Sunday, May 16, 2010

Gladiator -- 2000

Directed by
Ridley Scott

Rated R for violence and gory images and some sexual references
My rating 5 stars

Russell Crowe
Joaquin Phoenix
Connie Nielsen
Derek Jacobi
Djimon Hounsou
Richard Harris
Spencer Treat Clark

There is a stream of things entering into being,
and time is a raging torrent; for no sooner does
each thing enter our sight than it has been
swept away, and another is passing in it's
place, and that too will be swept away”
-- Marcus Aurelius (A D 121-180)

“Today, I saw a slave become more powerful than the Emperor of Rome.”

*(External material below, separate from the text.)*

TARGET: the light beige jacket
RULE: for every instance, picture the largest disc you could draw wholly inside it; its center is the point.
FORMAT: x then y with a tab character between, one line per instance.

“My history is a little hazy, Cassius. But shouldn't the barbarians lose the battle of Carthage?”

I love period films. And I love them especially when every detail, great or small, has been attended to. But I have not watched a movie before “Gladiator” that brought me into it's world so completely, not even Lord of the Rings. In fact, it was so intense and my interest was so drawn that at one point, I suddenly realized my face was wet. I didn't even remember crying. Lol.

Maximus Decimus Meridius (Russell Crowe) is Rome's most famous general. Not only has he fought and won many battles for the empire, he is a loyal subject to Emperor Marcus Aurelius (Richard Harris), who loves him like a son, and is a man of great virtue, valor and honor.

Commodus (Joaquin Pheonix) is the son of Marcus Aurelius. If anyone can be the complete opposite of Maximus, it is he. He knows that Maximus is loved more by the Emperor and is very jealous of him but he has high hopes for being named his father's successor. In actuality, he is willing to do anything to bear the title of Caesar. So when Marcus Aurelius comes to him with the news that he has chosen Maximus as the next Emperor of Rome, Commodus wastes no time ensuring certain people's demises and his personal success in becoming Emperor.

But Commodus did not realize that Maximus was more than a soldier and a good man. As Marcus Aurelius underestimated his son, so Commodus did not reckon with Maximus and his fierce dedication in his duty to perform the request of a dying ruler. 

Through it all is the presence of mysterious and lovely Lucilla, the daughter of Marcus Aurelius and sister to Commodus. Is she victor or victim?

What I Liked:
1: How every detail, from story, sets, acting, score, to make-up and dress, leads the way to perfection.
2: The massive feeling of the scenes. For instance, the battle sequences, Commodus' entrance to Rome, the marketplace, the Colosseum...
3: The romance between Maximus and Lucilla is very pure and very believable.
4: Spencer Treat Clark's performance as “Lucius” was excellent. Good children actors are hard to come by.
5: I've watched several films that starred Joaquin Pheonix (my favorite being the first one I watched: “Walk the Line” as Johnny Cash) and I've never seen him act so well. He was the pure evil you need in a character like Commodus... well done.
6: The idea that even in a country so evil as Rome, there is some good... some wish for righteousness.
7: How, in the end, justice prevails no matter how slim the chances are for it.

What You Should be Warned of:
1: There is a lot of gore and violence. It's very realistic, which I appreciate, but not for young children or someone who is not comfortable with it.
2: There is some mention of idol worship. Definitely down played, which makes it a little more acceptable to more audiences. Not very realistic, but I suppose one can't have everything.
3: Commodus desires his sister Lucilla and there are a few suggestive comments... and one scene that made me a bit uncomfortable. However, it was dealt with tastefully and since I know for a fact that sort of thing happened many times in the history of royalty, it didn't shock me.
4: When Commodus is taunting Maximus, he refers graphically to the murders of Maximus' son and wife.

I highly recommend this film for excellence.

If you get a chance to watch the extras, make sure to check out the interview with composer Hans Zimmer. He's an inspiration.

1 comment:

Anonymous said...

It is one of the grandest films of our time. When Commodus does taunt Maximus about the brutal killing of his family, the way Crowe delivers the next phrase should be a part of movie acting display for centuries. Yes a man of little means and power in a particular moment can win hands down with the proper words in all dignity that is "strength and honor", only Jesus could have probably shown more POWERFUL humility. lol.